She works for the New York Times. She twits under the name Ida Bae Wells. And she won a Pulitzer Prize for making up a story that may be taught to your children, but just isn’t factually true. Her name is Nikole Hannah-Jones and she wants money.
It feels different this time.
And for the moment, it does. Hannah-Jones runs through the litany of black suffering, from being chattel to having a fraction of the accumulated family wealth. She offers studies to show that it’s not because black people are lazy or stupid, squandered their earnings or failed to put in the effort to achieve success. She offers other studies to show how racial discrimination has impacted black people to burden them, to cheat them out of their due, and then burden them some more.
Whether her descriptions are accurate, or sufficiently accurate, will be parsed by more knowledgeable people than me, from historians to statisticians. One of the problems with forfeiting integrity for the cause is that you’re no longer credible. Hannah-Jones isn’t credible. But that doesn’t make her wrong, and even if half her story isn’t factual, that doesn’t make racism go away.
After her lengthy discussion of suffering, she finally gets to her point.
So we are left with a choice. Will this moment only feel different? Or will it actually be different?
If black lives are to truly matter in America, this nation must move beyond slogans and symbolism. Citizens don’t inherit just the glory of their nation, but its wrongs too. A truly great country does not ignore or excuse its sins. It confronts them and then works to make them right. If we are to be redeemed, if we are to live up to the magnificent ideals upon which we were founded, we must do what is just.
It is time for this country to pay its debt. It is time for reparations.
And with that, we’ve shifted from protecting black lives from the needless and wrongful killing by police to money. If black lives truly matter, we will give them reparations.
The question of reparations is one fraught with other questions. I’ve argued that it’s a subject that is worthy of consideration, although I have severe doubts that we are a nation capable of discussion anymore. We’re welcome to shut up and listen to lectures, mostly by “allies” who do the talking on behalf of the oppressed because they shouldn’t be put to the burden of having to exhaust themselves to explaining, but not express a position. Now that Hannah-Jones, among others, has informed us that reparations are due, is there anything left to discuss?
But there are questions. A lot of them, even though asking them is frowned upon in woke society. Who gets reparations? Surely those who were brought here by slavers, but they’re long gone. So their progeny? Who are they? How do we tell, or is their assertion of ancestry good enough? Does it matter what’s happened to them, their families, over the last 150 years?

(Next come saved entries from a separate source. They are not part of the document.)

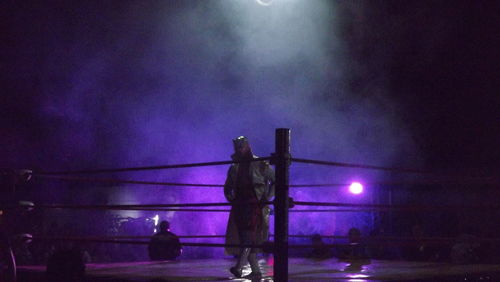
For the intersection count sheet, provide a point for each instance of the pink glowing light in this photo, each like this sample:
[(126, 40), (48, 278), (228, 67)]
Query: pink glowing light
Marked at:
[(356, 188)]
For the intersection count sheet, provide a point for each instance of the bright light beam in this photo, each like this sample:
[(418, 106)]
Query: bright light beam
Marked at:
[(356, 188)]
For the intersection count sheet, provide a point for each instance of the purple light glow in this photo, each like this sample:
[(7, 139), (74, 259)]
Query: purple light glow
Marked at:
[(356, 188)]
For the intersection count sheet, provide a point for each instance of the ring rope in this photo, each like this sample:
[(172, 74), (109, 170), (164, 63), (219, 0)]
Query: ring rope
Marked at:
[(484, 180), (397, 207), (308, 161), (87, 171), (132, 207), (362, 238), (122, 181)]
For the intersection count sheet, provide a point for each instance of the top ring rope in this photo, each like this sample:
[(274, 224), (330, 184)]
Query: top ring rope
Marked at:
[(407, 170), (106, 170), (124, 181), (397, 207), (435, 181)]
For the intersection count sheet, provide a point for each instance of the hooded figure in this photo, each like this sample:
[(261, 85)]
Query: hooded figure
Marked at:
[(248, 185)]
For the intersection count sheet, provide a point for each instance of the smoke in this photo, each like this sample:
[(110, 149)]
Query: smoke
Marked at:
[(174, 82)]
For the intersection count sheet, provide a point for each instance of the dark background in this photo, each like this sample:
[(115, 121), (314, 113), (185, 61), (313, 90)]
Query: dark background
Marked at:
[(91, 84)]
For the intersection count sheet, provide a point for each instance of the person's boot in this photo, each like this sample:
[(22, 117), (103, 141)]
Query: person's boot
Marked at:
[(254, 265), (237, 270)]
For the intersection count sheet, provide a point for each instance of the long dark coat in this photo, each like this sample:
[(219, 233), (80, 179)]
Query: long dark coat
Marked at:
[(263, 179)]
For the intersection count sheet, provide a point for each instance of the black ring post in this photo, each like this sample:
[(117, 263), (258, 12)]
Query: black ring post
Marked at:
[(281, 204)]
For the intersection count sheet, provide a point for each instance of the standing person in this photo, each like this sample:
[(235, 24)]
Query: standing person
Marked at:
[(164, 245), (248, 186)]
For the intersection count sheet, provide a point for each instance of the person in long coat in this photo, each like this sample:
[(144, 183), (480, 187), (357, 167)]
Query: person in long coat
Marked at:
[(249, 184)]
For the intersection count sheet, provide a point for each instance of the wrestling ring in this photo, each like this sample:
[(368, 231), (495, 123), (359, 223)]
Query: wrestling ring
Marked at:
[(278, 265)]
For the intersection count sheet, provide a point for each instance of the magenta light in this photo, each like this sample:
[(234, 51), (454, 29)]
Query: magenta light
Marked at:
[(356, 188)]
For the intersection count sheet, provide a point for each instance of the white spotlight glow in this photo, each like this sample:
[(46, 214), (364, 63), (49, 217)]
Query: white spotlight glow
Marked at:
[(264, 2), (356, 188)]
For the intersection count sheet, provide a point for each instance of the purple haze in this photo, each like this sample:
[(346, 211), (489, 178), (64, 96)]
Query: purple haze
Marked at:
[(154, 83)]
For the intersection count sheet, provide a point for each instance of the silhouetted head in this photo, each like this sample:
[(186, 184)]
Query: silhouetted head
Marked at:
[(241, 146), (354, 235), (164, 226)]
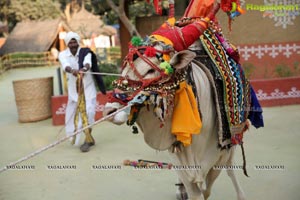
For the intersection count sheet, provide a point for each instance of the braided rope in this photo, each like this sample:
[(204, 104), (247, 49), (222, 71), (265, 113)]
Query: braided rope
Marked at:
[(37, 152)]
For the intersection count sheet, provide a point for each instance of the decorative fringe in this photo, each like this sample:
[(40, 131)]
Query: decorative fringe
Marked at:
[(244, 160)]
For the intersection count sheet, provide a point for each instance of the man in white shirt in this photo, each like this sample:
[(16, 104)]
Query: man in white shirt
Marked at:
[(69, 62)]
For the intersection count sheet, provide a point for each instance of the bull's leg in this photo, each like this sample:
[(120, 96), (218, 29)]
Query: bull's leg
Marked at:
[(231, 174), (210, 179), (181, 193), (193, 191), (89, 140)]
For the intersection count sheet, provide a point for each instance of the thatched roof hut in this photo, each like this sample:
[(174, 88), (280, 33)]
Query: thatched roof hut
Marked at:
[(34, 36)]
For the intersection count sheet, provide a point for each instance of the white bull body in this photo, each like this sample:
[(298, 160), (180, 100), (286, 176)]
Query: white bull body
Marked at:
[(203, 153)]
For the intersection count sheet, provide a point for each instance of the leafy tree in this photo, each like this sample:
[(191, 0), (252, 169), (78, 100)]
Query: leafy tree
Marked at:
[(14, 11)]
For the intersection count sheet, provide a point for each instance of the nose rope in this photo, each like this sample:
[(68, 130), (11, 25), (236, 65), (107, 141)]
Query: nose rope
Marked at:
[(39, 151)]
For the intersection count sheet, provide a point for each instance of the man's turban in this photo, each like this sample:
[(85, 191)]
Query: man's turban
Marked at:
[(71, 35)]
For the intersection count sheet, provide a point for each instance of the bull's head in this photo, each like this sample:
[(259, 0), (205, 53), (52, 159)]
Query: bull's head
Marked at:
[(152, 68)]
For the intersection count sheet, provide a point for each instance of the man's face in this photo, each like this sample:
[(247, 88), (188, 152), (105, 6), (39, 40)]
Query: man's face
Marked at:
[(73, 46)]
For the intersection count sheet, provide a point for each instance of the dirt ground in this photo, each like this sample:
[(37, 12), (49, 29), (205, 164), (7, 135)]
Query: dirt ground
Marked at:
[(272, 158)]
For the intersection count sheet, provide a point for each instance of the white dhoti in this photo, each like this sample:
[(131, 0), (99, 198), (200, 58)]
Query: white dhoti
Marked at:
[(70, 114)]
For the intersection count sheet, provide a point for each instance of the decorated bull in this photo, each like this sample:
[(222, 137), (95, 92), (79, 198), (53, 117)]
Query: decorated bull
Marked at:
[(188, 94)]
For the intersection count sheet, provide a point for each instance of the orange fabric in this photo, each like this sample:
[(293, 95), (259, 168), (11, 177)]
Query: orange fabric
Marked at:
[(186, 119), (199, 8)]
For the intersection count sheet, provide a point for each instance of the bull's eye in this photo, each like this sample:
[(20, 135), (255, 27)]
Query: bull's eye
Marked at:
[(150, 71)]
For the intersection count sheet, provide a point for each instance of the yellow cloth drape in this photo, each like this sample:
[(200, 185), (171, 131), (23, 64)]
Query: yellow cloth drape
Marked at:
[(186, 119), (81, 111)]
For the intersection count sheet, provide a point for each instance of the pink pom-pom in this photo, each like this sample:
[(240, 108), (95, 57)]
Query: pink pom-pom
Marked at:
[(150, 52)]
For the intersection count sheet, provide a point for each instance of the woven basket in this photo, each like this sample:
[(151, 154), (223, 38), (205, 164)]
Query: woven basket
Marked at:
[(33, 98)]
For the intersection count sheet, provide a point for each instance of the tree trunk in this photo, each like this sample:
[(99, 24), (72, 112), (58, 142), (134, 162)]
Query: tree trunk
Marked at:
[(122, 15)]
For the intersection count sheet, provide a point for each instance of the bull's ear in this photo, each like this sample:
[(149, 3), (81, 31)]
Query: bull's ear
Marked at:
[(182, 59)]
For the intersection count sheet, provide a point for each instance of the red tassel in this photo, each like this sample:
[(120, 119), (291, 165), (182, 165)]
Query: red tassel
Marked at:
[(150, 52), (157, 6)]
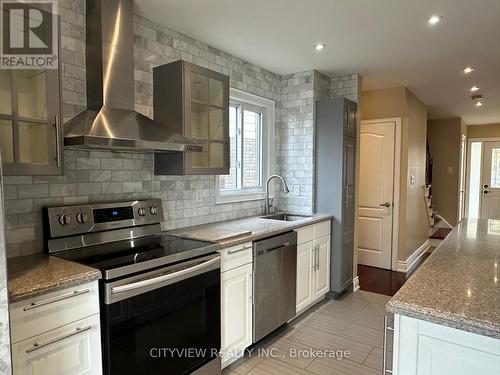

What about black people whose ancestors didn’t come off slave ships, but jet planes? If they chose to come here to seek their fortunes, do they get to claim the benefit for those who came in chains?
And who pays? Old WASP families who enjoyed the benefit of their slaves seems obvious, but what about families that came here a generation ago, fleeing their own persecution, and treated like dirt when they arrived? Sure, they didn’t suffer anywhere near as much as slaves, but do they get a recent arrival discount?
How much would reparations be? Millions? Billions? Per person or altogether? And even if we agreed that this was is different, would there be a next time, a hundred years from now, when the claim was this was insufficient, a failure to reckon, and we need to do it again “if black lives truly matter”? Is this a hurdle that, no matter what the decision, can ever be surmounted?
*Yes, it’s Thursday, not Tuesday, but let’s not be slaves to the calendar. Tuesday Talk rules apply.